Sydney went to the ladies room. Her mood was oddly improved, until she ran into Lauren by the sinks.

"Hey," she said, trying to get out of there as quickly as possible.

"Sydney," Lauren called, stopping her. "Next time Dixon calls an emergency meeting, do try to be on time. Your tardiness reflects poorly on the department."

"Yes, Agent Reed. It won't happen again."

Sydney headed back to the café for another cookie.

On her drive home, Sydney wondered if one of the signs of depression was not wanting to be anywhere. She used to be happy to come home; awaiting her were friends and food and laughter, and sometimes a boyfriend. These days, all that awaited her after work were reminders that everything good had been stripped away.

It was late (she'd been staying later and later at the office she increasingly hated, just to avoid going home) and all she'd eaten for hours had been cookies, so she was cranky and ready to turn in.
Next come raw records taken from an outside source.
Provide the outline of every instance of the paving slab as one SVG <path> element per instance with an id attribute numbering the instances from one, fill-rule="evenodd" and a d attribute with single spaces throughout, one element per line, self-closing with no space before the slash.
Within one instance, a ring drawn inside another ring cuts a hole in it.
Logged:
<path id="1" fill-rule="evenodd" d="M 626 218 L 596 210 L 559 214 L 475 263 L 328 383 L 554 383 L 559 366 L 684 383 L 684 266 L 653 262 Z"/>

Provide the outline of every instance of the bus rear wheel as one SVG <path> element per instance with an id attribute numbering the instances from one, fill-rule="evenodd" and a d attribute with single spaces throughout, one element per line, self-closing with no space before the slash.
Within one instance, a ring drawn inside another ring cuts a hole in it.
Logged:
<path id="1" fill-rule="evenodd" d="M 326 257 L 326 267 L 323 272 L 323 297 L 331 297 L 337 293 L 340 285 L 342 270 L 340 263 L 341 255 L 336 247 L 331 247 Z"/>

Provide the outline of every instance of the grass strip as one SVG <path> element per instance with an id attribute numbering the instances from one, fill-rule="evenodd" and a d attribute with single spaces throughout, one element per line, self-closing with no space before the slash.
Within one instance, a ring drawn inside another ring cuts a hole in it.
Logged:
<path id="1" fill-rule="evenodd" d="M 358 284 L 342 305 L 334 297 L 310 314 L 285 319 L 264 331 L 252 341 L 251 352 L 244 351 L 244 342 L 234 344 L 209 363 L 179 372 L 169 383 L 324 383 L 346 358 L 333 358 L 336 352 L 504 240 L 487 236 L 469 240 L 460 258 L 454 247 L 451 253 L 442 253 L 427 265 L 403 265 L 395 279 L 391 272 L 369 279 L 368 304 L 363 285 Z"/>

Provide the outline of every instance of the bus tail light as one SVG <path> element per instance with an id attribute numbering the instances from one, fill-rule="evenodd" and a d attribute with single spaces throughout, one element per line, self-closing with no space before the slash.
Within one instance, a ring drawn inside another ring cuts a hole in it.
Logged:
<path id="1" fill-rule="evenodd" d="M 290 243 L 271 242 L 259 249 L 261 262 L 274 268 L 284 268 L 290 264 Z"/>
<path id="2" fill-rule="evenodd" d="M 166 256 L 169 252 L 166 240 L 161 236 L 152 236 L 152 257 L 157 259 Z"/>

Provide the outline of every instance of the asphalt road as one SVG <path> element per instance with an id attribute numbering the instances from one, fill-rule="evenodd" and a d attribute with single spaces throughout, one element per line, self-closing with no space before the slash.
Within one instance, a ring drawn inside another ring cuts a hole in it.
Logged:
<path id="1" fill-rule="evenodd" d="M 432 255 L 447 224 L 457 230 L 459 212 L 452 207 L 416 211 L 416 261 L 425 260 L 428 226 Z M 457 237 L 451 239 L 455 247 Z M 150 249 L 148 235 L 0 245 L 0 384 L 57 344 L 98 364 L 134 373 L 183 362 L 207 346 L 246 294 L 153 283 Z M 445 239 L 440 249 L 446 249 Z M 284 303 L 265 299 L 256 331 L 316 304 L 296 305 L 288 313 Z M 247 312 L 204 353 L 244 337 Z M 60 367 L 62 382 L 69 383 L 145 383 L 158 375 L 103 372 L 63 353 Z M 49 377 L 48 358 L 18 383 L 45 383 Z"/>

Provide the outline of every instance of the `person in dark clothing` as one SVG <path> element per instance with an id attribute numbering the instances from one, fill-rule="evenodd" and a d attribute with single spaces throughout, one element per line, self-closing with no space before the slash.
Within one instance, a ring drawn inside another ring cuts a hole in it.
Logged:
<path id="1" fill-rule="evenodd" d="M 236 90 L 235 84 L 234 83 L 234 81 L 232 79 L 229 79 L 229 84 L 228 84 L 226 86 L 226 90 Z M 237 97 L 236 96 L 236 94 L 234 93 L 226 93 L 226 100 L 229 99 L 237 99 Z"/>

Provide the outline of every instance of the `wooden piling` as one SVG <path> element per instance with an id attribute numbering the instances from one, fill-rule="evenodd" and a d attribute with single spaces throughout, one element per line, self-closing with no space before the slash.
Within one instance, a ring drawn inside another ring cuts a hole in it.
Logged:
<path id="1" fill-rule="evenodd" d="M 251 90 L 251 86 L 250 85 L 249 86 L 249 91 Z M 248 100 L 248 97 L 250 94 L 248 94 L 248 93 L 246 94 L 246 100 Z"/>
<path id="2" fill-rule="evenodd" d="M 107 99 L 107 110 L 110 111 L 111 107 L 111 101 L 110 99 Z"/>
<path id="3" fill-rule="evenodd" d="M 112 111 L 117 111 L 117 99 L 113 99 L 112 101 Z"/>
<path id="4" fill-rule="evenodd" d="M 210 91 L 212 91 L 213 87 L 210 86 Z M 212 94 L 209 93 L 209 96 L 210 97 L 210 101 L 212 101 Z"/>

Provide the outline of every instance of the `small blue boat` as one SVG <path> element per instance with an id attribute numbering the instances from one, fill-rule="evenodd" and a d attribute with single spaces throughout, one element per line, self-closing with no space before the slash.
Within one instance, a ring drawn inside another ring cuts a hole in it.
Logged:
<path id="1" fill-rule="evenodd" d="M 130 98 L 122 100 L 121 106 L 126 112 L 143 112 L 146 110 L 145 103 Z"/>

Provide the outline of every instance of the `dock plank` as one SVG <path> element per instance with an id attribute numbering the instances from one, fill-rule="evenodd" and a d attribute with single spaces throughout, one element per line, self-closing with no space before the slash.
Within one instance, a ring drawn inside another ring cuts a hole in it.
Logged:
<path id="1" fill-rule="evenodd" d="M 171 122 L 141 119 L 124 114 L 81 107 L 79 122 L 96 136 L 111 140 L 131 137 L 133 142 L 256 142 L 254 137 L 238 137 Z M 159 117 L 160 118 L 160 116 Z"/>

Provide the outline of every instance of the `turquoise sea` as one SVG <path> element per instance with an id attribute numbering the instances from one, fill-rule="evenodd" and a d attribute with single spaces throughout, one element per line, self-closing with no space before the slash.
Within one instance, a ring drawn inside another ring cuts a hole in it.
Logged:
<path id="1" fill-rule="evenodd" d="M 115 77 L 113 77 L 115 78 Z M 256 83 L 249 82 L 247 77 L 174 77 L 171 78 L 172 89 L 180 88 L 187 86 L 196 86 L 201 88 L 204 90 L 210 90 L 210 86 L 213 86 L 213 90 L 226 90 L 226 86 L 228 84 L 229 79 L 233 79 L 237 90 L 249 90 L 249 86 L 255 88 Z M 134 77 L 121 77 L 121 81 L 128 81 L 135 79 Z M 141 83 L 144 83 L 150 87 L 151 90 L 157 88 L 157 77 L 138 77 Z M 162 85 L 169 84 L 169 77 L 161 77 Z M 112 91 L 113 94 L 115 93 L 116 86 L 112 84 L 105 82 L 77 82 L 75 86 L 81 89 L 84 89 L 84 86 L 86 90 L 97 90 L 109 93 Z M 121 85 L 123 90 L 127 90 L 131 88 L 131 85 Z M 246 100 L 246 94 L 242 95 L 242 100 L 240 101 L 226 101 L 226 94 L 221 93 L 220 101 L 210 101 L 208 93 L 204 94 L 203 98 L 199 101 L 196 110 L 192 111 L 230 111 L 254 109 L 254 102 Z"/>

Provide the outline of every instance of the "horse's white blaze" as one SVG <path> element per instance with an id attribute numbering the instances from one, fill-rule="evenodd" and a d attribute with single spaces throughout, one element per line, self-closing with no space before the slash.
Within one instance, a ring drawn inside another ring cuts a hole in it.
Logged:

She opened the door to the usual dark silence and hung her purse on the rack. She was about to turn on the lights when she heard the click of a gun chamber. She froze, and immediately conducted a mental run-through of the locations of her emergency call buttons.
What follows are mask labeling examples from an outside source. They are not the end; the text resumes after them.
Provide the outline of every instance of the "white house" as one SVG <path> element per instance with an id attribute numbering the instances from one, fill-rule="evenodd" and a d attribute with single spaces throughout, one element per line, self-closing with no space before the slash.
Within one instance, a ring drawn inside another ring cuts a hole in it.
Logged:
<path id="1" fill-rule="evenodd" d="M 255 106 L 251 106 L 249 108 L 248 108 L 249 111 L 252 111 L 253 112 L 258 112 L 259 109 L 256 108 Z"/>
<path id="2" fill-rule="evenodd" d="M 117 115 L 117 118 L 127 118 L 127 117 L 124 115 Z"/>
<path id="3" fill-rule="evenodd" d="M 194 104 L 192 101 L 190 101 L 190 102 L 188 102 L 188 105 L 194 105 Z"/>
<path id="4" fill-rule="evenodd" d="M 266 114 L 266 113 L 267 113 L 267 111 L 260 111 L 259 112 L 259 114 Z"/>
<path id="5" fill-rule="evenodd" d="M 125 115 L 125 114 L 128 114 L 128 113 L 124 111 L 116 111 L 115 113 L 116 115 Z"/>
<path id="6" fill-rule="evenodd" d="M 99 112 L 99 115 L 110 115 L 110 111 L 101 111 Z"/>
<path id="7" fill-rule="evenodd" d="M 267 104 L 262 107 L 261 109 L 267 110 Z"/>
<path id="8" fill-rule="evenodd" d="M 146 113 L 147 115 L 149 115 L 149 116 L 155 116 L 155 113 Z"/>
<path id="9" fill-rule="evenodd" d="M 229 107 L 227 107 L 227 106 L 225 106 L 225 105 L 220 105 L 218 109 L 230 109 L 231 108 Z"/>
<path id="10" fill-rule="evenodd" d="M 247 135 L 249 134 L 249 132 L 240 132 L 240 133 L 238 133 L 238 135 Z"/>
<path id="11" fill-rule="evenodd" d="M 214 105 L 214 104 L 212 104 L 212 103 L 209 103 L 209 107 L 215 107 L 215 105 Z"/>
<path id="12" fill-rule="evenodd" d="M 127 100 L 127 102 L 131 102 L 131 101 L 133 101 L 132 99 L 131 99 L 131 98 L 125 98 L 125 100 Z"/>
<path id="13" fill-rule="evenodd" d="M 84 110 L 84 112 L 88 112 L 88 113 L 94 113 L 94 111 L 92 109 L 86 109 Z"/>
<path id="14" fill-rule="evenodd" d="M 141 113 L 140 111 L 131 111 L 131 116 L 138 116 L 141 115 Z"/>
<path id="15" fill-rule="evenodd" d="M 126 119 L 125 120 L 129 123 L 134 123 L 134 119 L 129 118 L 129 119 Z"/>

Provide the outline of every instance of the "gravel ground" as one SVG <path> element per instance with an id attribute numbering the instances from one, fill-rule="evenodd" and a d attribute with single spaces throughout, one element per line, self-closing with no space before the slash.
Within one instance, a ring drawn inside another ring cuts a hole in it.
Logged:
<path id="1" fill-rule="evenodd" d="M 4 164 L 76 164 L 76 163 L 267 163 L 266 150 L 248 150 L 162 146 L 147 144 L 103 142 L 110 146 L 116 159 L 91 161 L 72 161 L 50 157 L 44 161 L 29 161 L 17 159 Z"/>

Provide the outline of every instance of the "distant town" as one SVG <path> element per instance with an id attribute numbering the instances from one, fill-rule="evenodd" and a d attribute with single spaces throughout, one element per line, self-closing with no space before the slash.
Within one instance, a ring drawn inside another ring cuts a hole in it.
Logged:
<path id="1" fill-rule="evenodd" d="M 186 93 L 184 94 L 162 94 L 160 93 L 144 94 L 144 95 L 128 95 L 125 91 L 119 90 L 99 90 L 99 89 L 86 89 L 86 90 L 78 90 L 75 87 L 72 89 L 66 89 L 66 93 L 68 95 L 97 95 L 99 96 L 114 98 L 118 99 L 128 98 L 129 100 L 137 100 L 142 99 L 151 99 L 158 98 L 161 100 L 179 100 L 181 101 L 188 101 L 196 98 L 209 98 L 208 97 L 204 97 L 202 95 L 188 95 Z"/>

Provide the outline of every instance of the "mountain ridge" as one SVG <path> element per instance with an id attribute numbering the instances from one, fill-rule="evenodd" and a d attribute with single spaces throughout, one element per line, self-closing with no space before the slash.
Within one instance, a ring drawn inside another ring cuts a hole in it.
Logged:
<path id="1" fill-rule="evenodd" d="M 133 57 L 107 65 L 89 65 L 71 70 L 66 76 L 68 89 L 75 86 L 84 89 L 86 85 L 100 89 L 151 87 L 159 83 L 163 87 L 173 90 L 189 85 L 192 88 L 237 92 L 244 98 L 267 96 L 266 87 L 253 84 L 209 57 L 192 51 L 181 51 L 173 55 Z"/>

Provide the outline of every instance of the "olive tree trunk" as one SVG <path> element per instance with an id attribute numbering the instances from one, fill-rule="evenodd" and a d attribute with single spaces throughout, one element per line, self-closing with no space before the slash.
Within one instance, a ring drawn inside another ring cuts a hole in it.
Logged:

"I've disabled that little device beside the counter, as well as the ones behind your bed and next to the sink. You'll find that you are quite at my mercy, Agent Bristow."

Sydney groaned. She'd know that snotty voice anywhere. A second later, light illuminated the room and there stood Sark, dressed in a white Oxford and grey slacks. His gun was trained directly at her head.

"What do you want, Sark?"

"Oddly enough, for you to allow me to put myself under your mercy."
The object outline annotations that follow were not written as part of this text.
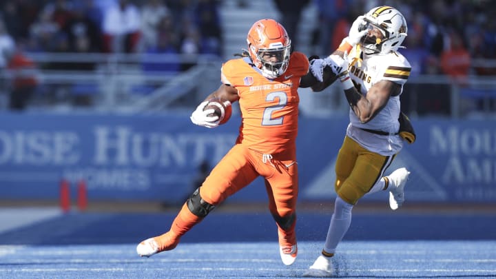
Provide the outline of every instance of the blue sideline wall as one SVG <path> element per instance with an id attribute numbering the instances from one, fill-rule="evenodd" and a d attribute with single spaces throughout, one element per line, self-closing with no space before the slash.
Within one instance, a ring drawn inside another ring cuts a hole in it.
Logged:
<path id="1" fill-rule="evenodd" d="M 87 182 L 90 200 L 182 202 L 198 165 L 213 166 L 231 147 L 238 116 L 216 129 L 195 126 L 189 112 L 160 115 L 1 114 L 0 199 L 57 199 L 61 179 Z M 496 126 L 491 121 L 413 119 L 417 141 L 389 172 L 412 174 L 409 200 L 496 201 Z M 334 163 L 346 117 L 300 116 L 300 200 L 333 200 Z M 386 193 L 366 196 L 384 199 Z M 229 200 L 264 201 L 258 179 Z"/>

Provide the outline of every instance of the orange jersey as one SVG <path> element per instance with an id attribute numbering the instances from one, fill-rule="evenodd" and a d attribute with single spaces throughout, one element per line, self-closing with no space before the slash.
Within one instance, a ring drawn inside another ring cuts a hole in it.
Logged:
<path id="1" fill-rule="evenodd" d="M 222 82 L 238 90 L 242 121 L 238 143 L 263 154 L 295 152 L 298 134 L 298 88 L 308 73 L 307 56 L 291 54 L 286 72 L 269 79 L 249 58 L 232 59 L 222 68 Z"/>

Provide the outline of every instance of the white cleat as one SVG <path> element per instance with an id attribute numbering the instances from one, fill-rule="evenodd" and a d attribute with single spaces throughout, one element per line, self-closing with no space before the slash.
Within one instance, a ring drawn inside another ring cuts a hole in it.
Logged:
<path id="1" fill-rule="evenodd" d="M 393 210 L 397 209 L 404 202 L 404 187 L 409 175 L 410 172 L 401 167 L 387 176 L 389 178 L 389 185 L 393 186 L 389 189 L 389 207 Z"/>
<path id="2" fill-rule="evenodd" d="M 279 247 L 279 253 L 281 256 L 282 263 L 286 265 L 291 265 L 296 260 L 298 255 L 298 246 L 295 244 L 293 246 L 283 247 Z"/>
<path id="3" fill-rule="evenodd" d="M 309 269 L 303 273 L 303 277 L 333 277 L 334 268 L 330 257 L 319 256 Z"/>
<path id="4" fill-rule="evenodd" d="M 141 241 L 136 246 L 136 253 L 142 257 L 149 257 L 158 253 L 158 245 L 153 238 Z"/>

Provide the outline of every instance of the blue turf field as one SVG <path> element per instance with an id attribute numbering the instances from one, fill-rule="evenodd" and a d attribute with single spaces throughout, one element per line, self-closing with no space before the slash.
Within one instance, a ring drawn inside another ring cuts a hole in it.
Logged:
<path id="1" fill-rule="evenodd" d="M 285 267 L 266 213 L 214 211 L 176 249 L 149 258 L 136 245 L 166 230 L 175 212 L 52 212 L 9 227 L 40 210 L 21 213 L 0 209 L 1 278 L 298 278 L 330 218 L 298 215 L 298 258 Z M 354 213 L 338 250 L 341 278 L 496 278 L 496 214 Z"/>

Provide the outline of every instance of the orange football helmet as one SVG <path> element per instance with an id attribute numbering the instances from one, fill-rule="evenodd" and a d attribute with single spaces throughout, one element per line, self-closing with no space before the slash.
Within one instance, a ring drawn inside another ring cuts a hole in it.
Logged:
<path id="1" fill-rule="evenodd" d="M 247 43 L 251 61 L 264 76 L 276 79 L 286 72 L 291 40 L 278 22 L 267 19 L 256 22 L 248 31 Z"/>

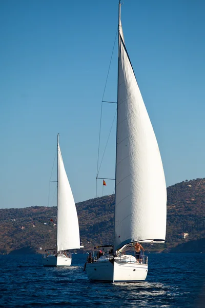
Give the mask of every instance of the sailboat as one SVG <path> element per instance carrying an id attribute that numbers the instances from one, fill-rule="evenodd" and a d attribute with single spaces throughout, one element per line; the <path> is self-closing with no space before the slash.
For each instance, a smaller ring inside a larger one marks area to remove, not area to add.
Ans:
<path id="1" fill-rule="evenodd" d="M 148 271 L 148 257 L 136 258 L 135 244 L 165 241 L 167 189 L 157 142 L 125 46 L 120 8 L 119 1 L 114 243 L 108 254 L 93 255 L 86 272 L 90 280 L 133 282 L 144 281 Z"/>
<path id="2" fill-rule="evenodd" d="M 80 246 L 78 220 L 73 194 L 65 169 L 57 135 L 57 242 L 56 247 L 43 255 L 45 266 L 69 266 L 71 264 L 69 249 Z M 50 253 L 50 251 L 52 253 Z"/>

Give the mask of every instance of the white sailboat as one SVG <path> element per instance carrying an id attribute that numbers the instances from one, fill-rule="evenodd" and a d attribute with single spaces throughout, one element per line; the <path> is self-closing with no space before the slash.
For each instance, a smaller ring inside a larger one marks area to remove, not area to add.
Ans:
<path id="1" fill-rule="evenodd" d="M 79 249 L 78 220 L 73 194 L 65 169 L 57 135 L 57 243 L 56 252 L 43 256 L 45 266 L 69 266 L 71 254 L 68 251 Z"/>
<path id="2" fill-rule="evenodd" d="M 120 1 L 117 113 L 113 251 L 93 259 L 86 271 L 91 280 L 144 281 L 148 257 L 140 260 L 126 252 L 136 242 L 165 242 L 167 189 L 157 142 L 125 44 Z"/>

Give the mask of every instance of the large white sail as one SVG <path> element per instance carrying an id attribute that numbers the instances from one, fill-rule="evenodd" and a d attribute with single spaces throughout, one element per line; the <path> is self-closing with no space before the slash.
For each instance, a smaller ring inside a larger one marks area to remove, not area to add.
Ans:
<path id="1" fill-rule="evenodd" d="M 78 220 L 73 194 L 58 145 L 57 251 L 80 248 Z"/>
<path id="2" fill-rule="evenodd" d="M 115 249 L 165 240 L 167 190 L 157 142 L 127 53 L 120 22 Z"/>

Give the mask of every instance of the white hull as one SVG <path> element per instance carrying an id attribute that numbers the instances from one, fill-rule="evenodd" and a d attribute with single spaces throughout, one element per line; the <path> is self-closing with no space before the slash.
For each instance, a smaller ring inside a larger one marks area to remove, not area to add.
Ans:
<path id="1" fill-rule="evenodd" d="M 42 263 L 44 266 L 70 266 L 72 258 L 62 255 L 56 257 L 54 255 L 43 256 Z"/>
<path id="2" fill-rule="evenodd" d="M 128 255 L 115 257 L 112 262 L 107 257 L 100 257 L 96 262 L 86 265 L 89 279 L 100 281 L 142 281 L 146 279 L 148 270 L 147 264 L 137 263 L 134 257 Z"/>

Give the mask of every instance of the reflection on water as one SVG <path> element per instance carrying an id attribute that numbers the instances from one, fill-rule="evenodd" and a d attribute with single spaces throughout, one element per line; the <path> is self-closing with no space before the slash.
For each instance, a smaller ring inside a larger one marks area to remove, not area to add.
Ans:
<path id="1" fill-rule="evenodd" d="M 148 274 L 139 283 L 91 282 L 87 255 L 71 266 L 45 267 L 39 256 L 0 256 L 0 307 L 202 308 L 203 254 L 150 254 Z M 14 275 L 15 274 L 15 275 Z"/>

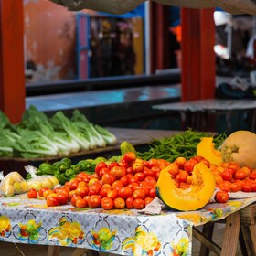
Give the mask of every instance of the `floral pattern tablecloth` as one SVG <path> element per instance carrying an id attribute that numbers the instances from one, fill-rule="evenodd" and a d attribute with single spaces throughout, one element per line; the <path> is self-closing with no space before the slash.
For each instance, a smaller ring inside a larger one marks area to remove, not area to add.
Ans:
<path id="1" fill-rule="evenodd" d="M 0 240 L 87 248 L 121 255 L 192 254 L 192 227 L 216 221 L 256 201 L 256 197 L 208 204 L 190 212 L 48 208 L 27 195 L 0 197 Z"/>

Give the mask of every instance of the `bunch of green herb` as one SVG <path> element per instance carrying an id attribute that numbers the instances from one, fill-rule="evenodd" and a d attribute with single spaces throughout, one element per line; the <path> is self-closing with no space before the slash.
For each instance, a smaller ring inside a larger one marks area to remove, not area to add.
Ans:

She was too tired to fight, and definitely too tired for his usual bullshit. If the one thing Sydney hadn't needed tonight was the world's most dangerous assassin in her living room, cryptic half-explanations were right out. "What does that even mean?"

"To put it more plainly, I desire the use of your apartment as a temporary retreat."

Well, that was rich, even for Sark.

"And what in hell makes you think I'd let you stay here?"

He smiled that bland, condescending smile she'd always wanted to smack away. "Well, the gun ensures that you remain still long enough to hear my proposal. Then, hopefully, my arguments will elicit a more amicable cooperation and cohabitation."

Damn him and his many-syllable words when she was starving. "Your proposal? How many times do we have to go through this? I'm never going to work for you."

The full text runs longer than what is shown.